Note: While these benefits have been researched, the incorporation of fermented foods should not be a substitute for medical advice, and you should always consult your doctor when incorporating them into a treatment regimen.
- Improved digestion
- Improved immune function
- Lower risk of some cancers
- Restoration of normal gut bacteria after a course of antibiotics (antibiotics destroy harmful bacteria, but also good bacteria, so it’s a great idea to load up on fermented foods while taking antibiotics.)
- Animal studies show that re-populating the gut with probiotics may also promote a healthy weight/weight loss.
What are some different types of fermented foods?
There are quite a variety, which we love… here are the main types and what they’re made from.

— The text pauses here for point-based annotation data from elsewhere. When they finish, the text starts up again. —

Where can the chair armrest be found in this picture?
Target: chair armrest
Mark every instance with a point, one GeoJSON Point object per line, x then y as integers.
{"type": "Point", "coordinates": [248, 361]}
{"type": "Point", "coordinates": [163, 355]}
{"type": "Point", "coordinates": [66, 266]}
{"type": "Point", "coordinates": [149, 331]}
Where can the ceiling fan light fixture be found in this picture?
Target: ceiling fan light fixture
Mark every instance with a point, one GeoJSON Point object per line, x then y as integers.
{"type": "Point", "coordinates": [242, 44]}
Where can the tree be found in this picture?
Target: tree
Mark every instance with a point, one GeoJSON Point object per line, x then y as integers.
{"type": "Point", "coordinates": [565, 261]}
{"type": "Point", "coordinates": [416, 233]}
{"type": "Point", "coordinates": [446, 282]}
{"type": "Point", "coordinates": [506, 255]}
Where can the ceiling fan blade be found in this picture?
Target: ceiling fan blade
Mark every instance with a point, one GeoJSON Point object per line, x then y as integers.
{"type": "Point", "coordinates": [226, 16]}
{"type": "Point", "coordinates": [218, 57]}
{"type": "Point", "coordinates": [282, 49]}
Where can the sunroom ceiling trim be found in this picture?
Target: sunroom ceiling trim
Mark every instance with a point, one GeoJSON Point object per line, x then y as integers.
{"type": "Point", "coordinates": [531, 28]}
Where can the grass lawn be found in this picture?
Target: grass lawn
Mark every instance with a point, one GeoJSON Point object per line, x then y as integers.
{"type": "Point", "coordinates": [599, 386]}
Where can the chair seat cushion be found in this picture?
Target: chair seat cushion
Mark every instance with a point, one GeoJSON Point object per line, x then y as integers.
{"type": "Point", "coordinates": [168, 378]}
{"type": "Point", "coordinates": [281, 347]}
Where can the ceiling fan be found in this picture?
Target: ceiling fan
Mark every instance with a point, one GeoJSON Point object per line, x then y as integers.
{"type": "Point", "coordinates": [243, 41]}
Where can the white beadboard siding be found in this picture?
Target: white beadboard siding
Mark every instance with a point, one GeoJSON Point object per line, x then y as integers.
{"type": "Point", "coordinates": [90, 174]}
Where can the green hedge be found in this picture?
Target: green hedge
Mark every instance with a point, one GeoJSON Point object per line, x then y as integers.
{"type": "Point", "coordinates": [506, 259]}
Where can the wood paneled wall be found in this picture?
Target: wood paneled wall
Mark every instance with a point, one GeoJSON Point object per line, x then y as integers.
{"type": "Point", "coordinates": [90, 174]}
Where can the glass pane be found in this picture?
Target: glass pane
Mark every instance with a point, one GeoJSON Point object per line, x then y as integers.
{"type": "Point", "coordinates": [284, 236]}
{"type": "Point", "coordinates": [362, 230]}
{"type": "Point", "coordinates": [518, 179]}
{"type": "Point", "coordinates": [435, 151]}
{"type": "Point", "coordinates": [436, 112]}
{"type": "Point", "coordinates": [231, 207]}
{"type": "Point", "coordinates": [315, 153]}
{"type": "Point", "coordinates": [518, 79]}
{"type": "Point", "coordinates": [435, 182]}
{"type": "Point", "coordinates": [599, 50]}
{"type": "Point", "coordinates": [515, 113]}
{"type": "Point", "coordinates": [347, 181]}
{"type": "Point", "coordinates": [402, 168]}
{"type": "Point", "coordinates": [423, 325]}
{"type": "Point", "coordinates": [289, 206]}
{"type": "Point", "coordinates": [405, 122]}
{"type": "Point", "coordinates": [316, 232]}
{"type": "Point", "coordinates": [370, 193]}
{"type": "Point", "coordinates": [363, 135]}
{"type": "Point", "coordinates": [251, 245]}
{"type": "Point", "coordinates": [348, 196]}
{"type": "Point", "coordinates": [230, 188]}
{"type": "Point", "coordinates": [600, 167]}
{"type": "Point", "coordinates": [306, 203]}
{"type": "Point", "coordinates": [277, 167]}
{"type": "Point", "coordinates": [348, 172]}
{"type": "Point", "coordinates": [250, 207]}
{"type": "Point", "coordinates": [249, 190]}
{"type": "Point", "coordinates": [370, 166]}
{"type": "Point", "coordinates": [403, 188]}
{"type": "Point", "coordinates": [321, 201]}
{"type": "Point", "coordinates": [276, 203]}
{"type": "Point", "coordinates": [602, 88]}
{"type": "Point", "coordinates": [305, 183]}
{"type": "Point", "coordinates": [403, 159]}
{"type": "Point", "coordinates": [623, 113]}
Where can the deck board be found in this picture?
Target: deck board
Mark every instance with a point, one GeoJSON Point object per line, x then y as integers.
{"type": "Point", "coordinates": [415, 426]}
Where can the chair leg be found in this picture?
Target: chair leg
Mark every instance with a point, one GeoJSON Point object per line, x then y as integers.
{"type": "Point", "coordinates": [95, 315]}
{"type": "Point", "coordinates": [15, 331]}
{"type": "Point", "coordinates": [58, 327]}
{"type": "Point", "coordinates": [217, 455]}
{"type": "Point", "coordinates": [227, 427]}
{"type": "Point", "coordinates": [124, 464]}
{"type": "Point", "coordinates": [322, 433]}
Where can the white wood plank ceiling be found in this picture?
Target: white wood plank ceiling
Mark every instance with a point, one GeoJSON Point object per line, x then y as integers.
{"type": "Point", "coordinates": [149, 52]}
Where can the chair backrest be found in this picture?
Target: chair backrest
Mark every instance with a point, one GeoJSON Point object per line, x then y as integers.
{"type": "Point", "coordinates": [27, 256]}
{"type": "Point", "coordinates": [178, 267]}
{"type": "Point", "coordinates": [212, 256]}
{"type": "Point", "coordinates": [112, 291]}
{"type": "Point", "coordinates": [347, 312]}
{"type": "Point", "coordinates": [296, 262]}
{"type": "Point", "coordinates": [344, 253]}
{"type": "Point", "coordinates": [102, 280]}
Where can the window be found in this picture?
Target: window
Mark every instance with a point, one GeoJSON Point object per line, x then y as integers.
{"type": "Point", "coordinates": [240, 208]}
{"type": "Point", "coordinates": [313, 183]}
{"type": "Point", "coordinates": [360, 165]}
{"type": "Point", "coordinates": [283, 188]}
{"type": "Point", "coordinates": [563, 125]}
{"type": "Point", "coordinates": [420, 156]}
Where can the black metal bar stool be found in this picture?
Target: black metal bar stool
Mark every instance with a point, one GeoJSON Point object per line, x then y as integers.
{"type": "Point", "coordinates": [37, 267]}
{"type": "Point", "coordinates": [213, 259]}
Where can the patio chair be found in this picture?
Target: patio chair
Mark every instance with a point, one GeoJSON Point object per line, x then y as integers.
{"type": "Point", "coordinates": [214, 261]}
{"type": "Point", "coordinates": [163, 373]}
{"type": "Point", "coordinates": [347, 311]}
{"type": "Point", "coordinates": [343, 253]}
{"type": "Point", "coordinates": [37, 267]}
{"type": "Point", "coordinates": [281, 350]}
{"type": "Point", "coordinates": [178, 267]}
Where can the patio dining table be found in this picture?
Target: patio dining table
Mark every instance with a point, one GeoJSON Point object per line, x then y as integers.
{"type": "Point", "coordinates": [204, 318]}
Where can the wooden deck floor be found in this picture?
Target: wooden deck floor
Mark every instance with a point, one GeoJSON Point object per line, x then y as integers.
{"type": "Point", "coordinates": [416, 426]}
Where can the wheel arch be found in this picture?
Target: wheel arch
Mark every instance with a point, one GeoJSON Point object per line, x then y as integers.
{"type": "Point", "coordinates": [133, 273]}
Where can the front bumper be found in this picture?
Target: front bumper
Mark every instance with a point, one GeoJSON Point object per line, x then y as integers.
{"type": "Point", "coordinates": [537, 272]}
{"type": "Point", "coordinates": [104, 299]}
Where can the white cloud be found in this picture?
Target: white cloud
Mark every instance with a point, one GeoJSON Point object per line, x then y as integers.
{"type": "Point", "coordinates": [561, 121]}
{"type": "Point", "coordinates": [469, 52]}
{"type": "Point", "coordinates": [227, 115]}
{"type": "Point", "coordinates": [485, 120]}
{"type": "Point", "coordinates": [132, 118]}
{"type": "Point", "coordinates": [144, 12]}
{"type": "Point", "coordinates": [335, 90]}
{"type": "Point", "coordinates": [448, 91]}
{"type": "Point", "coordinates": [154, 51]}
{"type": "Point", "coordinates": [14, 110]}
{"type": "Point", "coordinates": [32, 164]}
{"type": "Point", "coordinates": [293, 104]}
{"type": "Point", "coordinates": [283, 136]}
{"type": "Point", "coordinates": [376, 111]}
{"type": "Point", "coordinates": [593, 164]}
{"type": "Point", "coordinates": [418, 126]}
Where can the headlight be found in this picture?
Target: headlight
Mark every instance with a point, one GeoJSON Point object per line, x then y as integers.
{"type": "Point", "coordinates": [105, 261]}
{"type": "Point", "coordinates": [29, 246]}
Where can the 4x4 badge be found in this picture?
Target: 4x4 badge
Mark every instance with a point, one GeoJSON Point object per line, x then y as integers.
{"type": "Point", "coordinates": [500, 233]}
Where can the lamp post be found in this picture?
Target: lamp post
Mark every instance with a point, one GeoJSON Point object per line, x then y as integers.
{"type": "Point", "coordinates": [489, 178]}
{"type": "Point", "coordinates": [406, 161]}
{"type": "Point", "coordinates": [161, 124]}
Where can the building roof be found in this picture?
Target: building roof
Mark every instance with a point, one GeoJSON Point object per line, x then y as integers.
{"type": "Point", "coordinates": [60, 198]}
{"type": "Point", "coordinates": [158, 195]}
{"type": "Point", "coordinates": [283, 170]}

- Kombucha: Fermented tea. There are a variety of companies that make kombucha you can purchase in the store, such as GT’s Kombucha and Health-Ade. Kombucha comes in different flavors and has a fizziness that we love. Look for kombucha that doesn’t contain too much added sugar (all kombucha is made with some sugar that gets fermented!). We stick with varieties that have 4g of sugar or less per 8 ounces.
- Water kefir: Similar to kombucha in flavor and carbonation level but doesn’t use tea. We make it often — here’s our recipe.
- Sauerkraut: Fermented cabbage. This is one you’re probably most familiar with as a typical hot dog topping. Here’s our method for making it at home.
- Kimchi: A Korean dish made of fermented mixed vegetables. It’s typically spicy and includes cabbage. Here’s how we make it at home!
- Fermented pickles: Fermented cucumbers. It’s worth noting that most pickles are not fermented. The label must say fermented and they’ll be found in the refrigerated section (not on the shelves).
- Other fermented veggies: You can ferment lots of types of veggies (not just cabbage and cucumbers!) Fermented garlic, jalapeños, and carrots are some of our favorites.
- Tempeh: Fermented beans and grains (it’s a myth that tempeh must be made with soybeans!). Use tempeh in place of animal proteins, such as this yummy recipes for Sesame Honey Tempeh from Eating Well Magazine.
- Miso: Fermented soy beans. Miso can be used to make delicious salad dressings and miso soup.
- Yogurt and Kefir: Fermented milk (this includes non-dairy milks. i.e. coconut yogurt, soy yogurt, etc.) Here’s a link to an easy tutorial on how to make your own coconut yogurt at home.
Tip on buying fermented foods:
Check the label to see if it contains “live and active cultures”. Today, many of the veggies that were traditionally pickled by fermentation, like sauerkraut and pickles, are now pickled using vinegar instead, which is not the same as fermentation. The pickles and sauerkraut you find on the shelf stable aisle of the grocery store are likely not fermented. Check the refrigerated section for pickles, sauerkraut, and other veggies that have been fermented.
Are you eating fermented foods? Which ones do you love?